During the last 25 years, George—known as Mr. Etch A Sketch—has learned to be patient, precise and persistent while mastering the popular baby boomer toy.

As a child, George played with one of the first Etch A Sketches manufactured in 1960 by the Ohio Art Co. in Bryan, Ohio. However, the Clintonville, Ohio, resident didn’t begin Etch A Sketching in earnest until 1988 when his daughter, Ellie, was recovering from heart surgery. He looked around the hospital for something to entertain the 4-year-old. In the playroom, he found an Etch A Sketch and began doodling for his daughter, drawing Charlie Brown and other cartoon characters.

“She was fascinated,” he says. “Soon I had a group of kids coming around each night to watch me draw.”

Since then, Etch-A-Sketch art has become George’s passion. He’s created more than 400 pieces of art with the toy, including detailed renditions of every U.S. president, the White House, Statue of Liberty, Mount Rushmore, nature scenes and wildlife.

“The challenge for me is to make the drawings as realistic as possible,” he says, noting that each drawing takes at least three hours to complete, sometimes much longer. “I don’t pay attention to time anymore. It takes as long as it takes.”

Etch A Sketch contains a fine powder of aluminum and polystyrene beads, encased in an iconic red square frame with a glass screen. Two white knobs on the bottom corners of the toy control an internal pointed stylus. One knob moves the stylus vertically, the other horizontally.

Each work of art is based, essentially, on a single unbroken line created by the powder-removing stylus. Powder that clings to the screen—because of an electrostatic charge—creates the image. To erase a drawing, the artist simply turns the toy upside down and shakes it to create a new canvas. To preserve a sketch, George opens the back of the Etch A Sketch, removes the stylus and excess powder, and closes it back up—leaving the drawing intact.

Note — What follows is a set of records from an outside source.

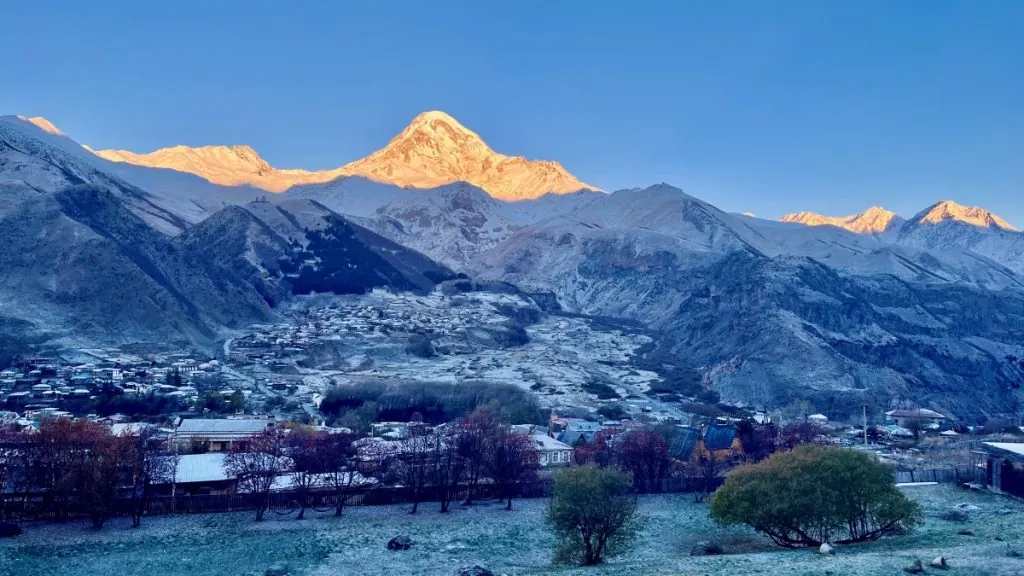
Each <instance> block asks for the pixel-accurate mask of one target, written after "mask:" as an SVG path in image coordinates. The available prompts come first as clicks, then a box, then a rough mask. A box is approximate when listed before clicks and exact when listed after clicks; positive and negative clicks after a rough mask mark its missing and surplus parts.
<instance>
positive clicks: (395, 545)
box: [387, 536, 413, 550]
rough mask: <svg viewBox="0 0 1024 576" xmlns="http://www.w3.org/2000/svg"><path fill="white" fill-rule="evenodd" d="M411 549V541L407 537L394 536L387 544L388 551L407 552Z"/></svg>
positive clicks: (411, 538) (411, 540) (387, 548)
mask: <svg viewBox="0 0 1024 576" xmlns="http://www.w3.org/2000/svg"><path fill="white" fill-rule="evenodd" d="M412 547H413V540H412V538H410V537H409V536H395V537H394V538H391V539H390V540H388V542H387V549H389V550H408V549H409V548H412Z"/></svg>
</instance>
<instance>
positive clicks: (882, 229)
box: [780, 206, 904, 237]
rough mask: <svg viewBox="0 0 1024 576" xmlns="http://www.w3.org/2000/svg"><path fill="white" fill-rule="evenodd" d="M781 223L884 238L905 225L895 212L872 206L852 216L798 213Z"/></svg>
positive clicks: (781, 218) (812, 212)
mask: <svg viewBox="0 0 1024 576" xmlns="http://www.w3.org/2000/svg"><path fill="white" fill-rule="evenodd" d="M780 221H783V222H794V223H801V224H805V225H812V227H820V225H831V227H836V228H841V229H843V230H848V231H850V232H853V233H856V234H868V235H873V236H880V237H882V236H885V235H887V234H889V233H892V232H893V231H898V230H899V228H900V227H901V225H903V221H904V220H903V218H901V217H899V216H897V215H896V214H895V213H894V212H890V211H889V210H886V209H885V208H882V207H881V206H871V207H870V208H868V209H867V210H865V211H863V212H861V213H859V214H853V215H850V216H840V217H835V216H823V215H821V214H816V213H814V212H797V213H794V214H786V215H784V216H782V217H781V218H780Z"/></svg>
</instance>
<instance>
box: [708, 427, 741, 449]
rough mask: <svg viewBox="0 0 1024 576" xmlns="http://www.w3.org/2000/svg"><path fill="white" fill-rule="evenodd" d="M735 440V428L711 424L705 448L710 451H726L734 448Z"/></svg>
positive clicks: (735, 434)
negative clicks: (723, 450) (716, 450)
mask: <svg viewBox="0 0 1024 576" xmlns="http://www.w3.org/2000/svg"><path fill="white" fill-rule="evenodd" d="M735 438H736V428H735V427H733V426H724V425H722V424H711V425H710V426H708V430H707V431H706V433H705V448H707V449H708V450H726V449H728V448H731V447H732V441H733V439H735Z"/></svg>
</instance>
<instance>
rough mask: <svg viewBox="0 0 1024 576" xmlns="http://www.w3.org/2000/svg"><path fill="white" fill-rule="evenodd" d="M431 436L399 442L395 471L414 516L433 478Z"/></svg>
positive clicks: (407, 438)
mask: <svg viewBox="0 0 1024 576" xmlns="http://www.w3.org/2000/svg"><path fill="white" fill-rule="evenodd" d="M432 436H433V435H425V434H413V435H411V436H410V437H409V438H406V439H404V440H402V441H401V447H400V448H399V453H398V461H397V462H396V463H395V466H396V469H397V471H398V474H399V475H400V477H401V482H402V485H403V486H404V487H406V491H407V493H408V494H409V497H410V499H412V500H413V509H412V510H410V512H409V513H413V515H415V513H416V512H417V510H418V509H419V507H420V499H421V498H422V497H423V490H424V488H425V487H426V486H427V483H429V482H430V479H431V478H432V477H433V464H434V457H433V448H434V440H433V438H432Z"/></svg>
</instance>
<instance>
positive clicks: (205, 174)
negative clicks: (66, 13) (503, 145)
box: [94, 111, 593, 201]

George’s Etch-A-Sketch art has been exhibited at galleries and museums, including the Delaware Children’s Museum and the Ohio Statehouse. In honor of the moment that gave him his start, he returns each year to Nationwide Children’s Hospital in Columbus to draw for patients and to distribute Etch A Sketches donated by the Ohio Art Co.

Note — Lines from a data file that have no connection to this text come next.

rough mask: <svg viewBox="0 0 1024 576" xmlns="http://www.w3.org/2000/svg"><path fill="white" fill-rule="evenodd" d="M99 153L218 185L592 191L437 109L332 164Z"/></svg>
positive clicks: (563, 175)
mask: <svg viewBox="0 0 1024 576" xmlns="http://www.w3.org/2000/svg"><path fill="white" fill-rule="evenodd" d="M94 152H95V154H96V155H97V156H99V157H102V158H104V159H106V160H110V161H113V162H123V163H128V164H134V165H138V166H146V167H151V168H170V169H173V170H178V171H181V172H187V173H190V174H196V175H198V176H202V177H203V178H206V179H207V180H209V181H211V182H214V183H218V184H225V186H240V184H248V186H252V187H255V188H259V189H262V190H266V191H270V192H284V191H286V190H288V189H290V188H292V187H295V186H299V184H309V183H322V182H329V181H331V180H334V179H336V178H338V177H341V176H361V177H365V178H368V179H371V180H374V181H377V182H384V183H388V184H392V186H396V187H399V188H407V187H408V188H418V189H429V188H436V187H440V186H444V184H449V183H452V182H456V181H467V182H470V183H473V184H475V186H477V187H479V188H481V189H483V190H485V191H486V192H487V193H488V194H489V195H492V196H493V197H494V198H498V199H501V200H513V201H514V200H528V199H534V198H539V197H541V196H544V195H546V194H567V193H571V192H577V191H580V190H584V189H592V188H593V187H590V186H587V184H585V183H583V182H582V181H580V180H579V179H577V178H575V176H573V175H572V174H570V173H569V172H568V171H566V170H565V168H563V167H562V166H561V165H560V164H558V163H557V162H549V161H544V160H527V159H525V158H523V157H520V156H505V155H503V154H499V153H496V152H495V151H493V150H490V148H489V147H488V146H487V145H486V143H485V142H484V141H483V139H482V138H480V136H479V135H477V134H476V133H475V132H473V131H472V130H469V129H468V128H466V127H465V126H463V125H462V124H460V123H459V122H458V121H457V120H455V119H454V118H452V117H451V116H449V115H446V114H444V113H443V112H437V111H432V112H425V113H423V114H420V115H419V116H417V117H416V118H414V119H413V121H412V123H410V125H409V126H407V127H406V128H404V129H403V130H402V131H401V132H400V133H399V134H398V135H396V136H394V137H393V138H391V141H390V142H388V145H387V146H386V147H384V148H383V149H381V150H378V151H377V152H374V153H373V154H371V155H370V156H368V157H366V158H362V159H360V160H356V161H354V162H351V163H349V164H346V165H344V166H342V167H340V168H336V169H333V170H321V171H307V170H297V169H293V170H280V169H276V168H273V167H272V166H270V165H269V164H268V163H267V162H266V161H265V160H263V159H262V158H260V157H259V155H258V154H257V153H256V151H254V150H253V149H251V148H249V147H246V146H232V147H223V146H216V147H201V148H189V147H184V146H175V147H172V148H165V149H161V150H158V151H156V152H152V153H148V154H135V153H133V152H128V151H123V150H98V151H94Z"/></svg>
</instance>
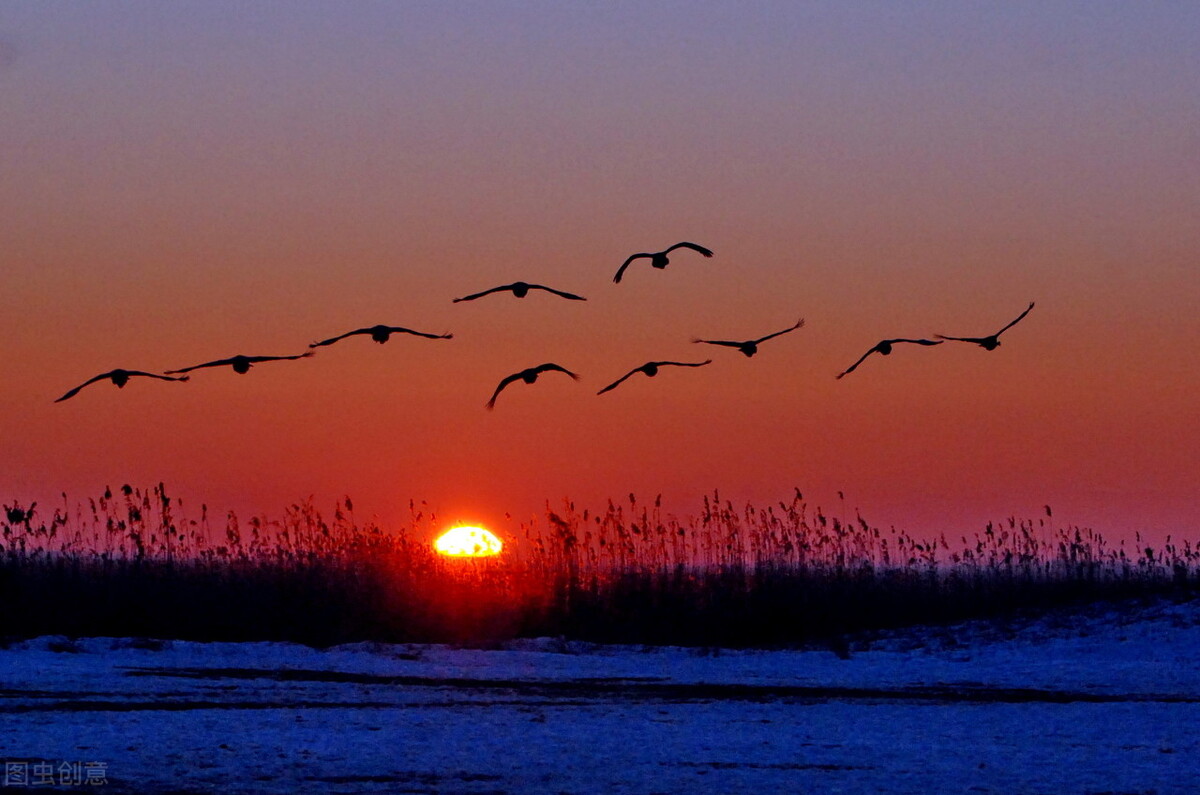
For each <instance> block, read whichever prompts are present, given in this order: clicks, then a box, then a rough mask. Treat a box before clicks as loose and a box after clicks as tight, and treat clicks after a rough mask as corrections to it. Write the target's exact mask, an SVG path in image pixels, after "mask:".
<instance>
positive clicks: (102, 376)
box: [54, 370, 116, 404]
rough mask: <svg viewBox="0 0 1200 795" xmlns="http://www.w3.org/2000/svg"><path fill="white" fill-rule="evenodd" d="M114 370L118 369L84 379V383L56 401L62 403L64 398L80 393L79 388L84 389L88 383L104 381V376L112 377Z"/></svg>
mask: <svg viewBox="0 0 1200 795" xmlns="http://www.w3.org/2000/svg"><path fill="white" fill-rule="evenodd" d="M114 372H116V371H115V370H110V371H109V372H102V373H100V375H98V376H92V377H91V378H88V381H84V382H83V383H82V384H79V385H78V387H76V388H74V389H72V390H71V391H68V393H67V394H65V395H62V396H61V397H59V399H58V400H55V401H54V402H56V404H61V402H62V401H64V400H66V399H68V397H74V396H76V395H78V394H79V390H80V389H83V388H84V387H86V385H88V384H94V383H96V382H97V381H103V379H104V378H109V377H112V375H113V373H114Z"/></svg>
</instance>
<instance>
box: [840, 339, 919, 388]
mask: <svg viewBox="0 0 1200 795" xmlns="http://www.w3.org/2000/svg"><path fill="white" fill-rule="evenodd" d="M901 342H908V343H912V345H925V346H929V345H941V343H942V340H908V339H904V337H896V339H894V340H880V341H878V342H877V343H876V345H875V347H874V348H871V349H870V351H868V352H866V353H864V354H863V355H860V357H859V358H858V361H856V363H854V364H852V365H850V366H848V367H846V369H845V370H842V371H841V372H839V373H838V377H839V378H842V377H845V376H847V375H850V373H851V372H853V371H854V370H857V369H858V365H860V364H863V361H865V360H866V357H869V355H871V354H872V353H878V354H880V355H892V346H894V345H899V343H901Z"/></svg>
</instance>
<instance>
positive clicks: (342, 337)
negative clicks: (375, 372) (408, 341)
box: [308, 325, 454, 348]
mask: <svg viewBox="0 0 1200 795" xmlns="http://www.w3.org/2000/svg"><path fill="white" fill-rule="evenodd" d="M355 334H370V335H371V339H372V340H374V341H376V342H379V343H380V345H382V343H384V342H386V341H388V337H389V336H391V335H392V334H413V335H415V336H424V337H426V339H428V340H450V339H454V334H426V333H425V331H414V330H413V329H406V328H403V327H401V325H372V327H371V328H366V329H355V330H353V331H347V333H346V334H338V335H337V336H331V337H329V339H328V340H322V341H320V342H313V343H311V345H310V346H308V347H310V348H319V347H322V346H323V345H332V343H334V342H337V341H338V340H344V339H346V337H348V336H354V335H355Z"/></svg>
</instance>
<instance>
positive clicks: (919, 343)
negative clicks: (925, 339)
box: [881, 337, 942, 345]
mask: <svg viewBox="0 0 1200 795" xmlns="http://www.w3.org/2000/svg"><path fill="white" fill-rule="evenodd" d="M883 342H887V343H889V345H895V343H896V342H912V343H913V345H941V343H942V340H908V339H905V337H898V339H895V340H883ZM881 345H882V343H881Z"/></svg>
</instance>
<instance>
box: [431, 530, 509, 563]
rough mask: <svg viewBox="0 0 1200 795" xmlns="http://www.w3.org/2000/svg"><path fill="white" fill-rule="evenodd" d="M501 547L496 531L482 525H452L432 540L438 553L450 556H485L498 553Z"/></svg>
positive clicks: (458, 556) (494, 554)
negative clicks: (473, 526) (494, 530)
mask: <svg viewBox="0 0 1200 795" xmlns="http://www.w3.org/2000/svg"><path fill="white" fill-rule="evenodd" d="M503 548H504V544H503V543H500V539H499V538H497V537H496V533H493V532H492V531H490V530H484V528H482V527H454V528H451V530H448V531H446V532H444V533H442V534H440V536H439V537H438V539H437V540H436V542H433V549H434V550H437V552H438V554H439V555H446V556H450V557H487V556H491V555H499V554H500V550H502V549H503Z"/></svg>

George has a particular passion for sketching nature and wildlife. He hikes in parks around Ohio, taking photos of squirrels, deer, turkeys and other wildlife, and returns to his studio to recreate the animals on Etch-A-Sketch screens.

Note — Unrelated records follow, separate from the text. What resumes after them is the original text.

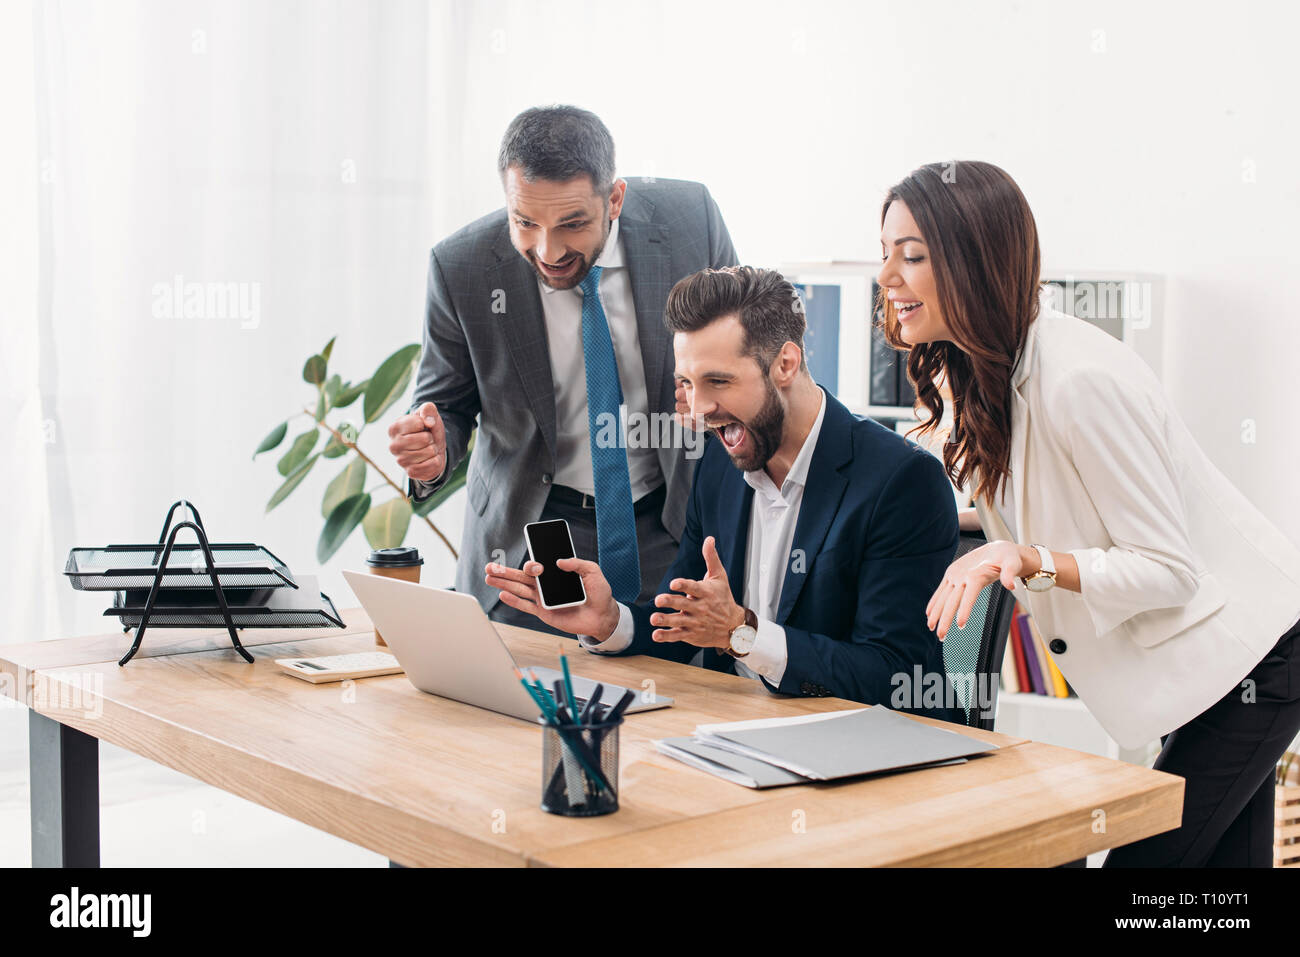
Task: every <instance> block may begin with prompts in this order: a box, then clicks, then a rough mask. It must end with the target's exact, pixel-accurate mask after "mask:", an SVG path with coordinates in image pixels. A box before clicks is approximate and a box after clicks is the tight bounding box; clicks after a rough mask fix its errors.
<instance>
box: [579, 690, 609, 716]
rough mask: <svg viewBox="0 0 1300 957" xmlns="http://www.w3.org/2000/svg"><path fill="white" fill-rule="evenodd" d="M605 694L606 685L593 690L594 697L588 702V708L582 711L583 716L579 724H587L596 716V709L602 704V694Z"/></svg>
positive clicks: (588, 698)
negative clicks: (601, 700)
mask: <svg viewBox="0 0 1300 957" xmlns="http://www.w3.org/2000/svg"><path fill="white" fill-rule="evenodd" d="M603 692H604V685H603V684H598V685H595V688H593V689H591V697H590V698H588V700H586V707H584V709H582V716H581V718H578V724H586V723H589V722H590V720H591V719H594V716H595V707H597V705H599V703H601V694H602V693H603Z"/></svg>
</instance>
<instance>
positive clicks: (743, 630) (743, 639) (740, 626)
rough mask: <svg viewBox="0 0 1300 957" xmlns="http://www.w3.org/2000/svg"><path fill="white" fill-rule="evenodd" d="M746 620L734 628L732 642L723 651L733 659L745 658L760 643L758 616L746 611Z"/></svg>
mask: <svg viewBox="0 0 1300 957" xmlns="http://www.w3.org/2000/svg"><path fill="white" fill-rule="evenodd" d="M744 611H745V620H744V622H741V623H740V624H738V625H736V627H735V628H732V633H731V640H729V642H728V645H727V648H724V649H723V650H724V651H725V653H727V654H729V655H731V657H732V658H744V657H745V655H748V654H749V653H750V651H753V650H754V642H755V641H758V615H755V614H754V612H753V611H750V610H749V609H745V610H744Z"/></svg>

“It’s pretty amazing,” says Sharon Dunn, 43, of New Albany, Ohio, as she and her two children Emma, 13, and Andy, 10, examine George’s art at Blendon Woods Metropolitan Park’s nature center. “I never thought you could do so much with an Etch A Sketch.”

“I could only draw a line,” Emma says. “But he makes it look so easy.”

George has learned a lot about his subjects by drawing them. Creating art with a continuous line out of silvery powder requires him to focus on details that often go unnoticed.

“I’m always thinking about the next project,” he says. “It makes me wonder what I was doing before I started doing this.”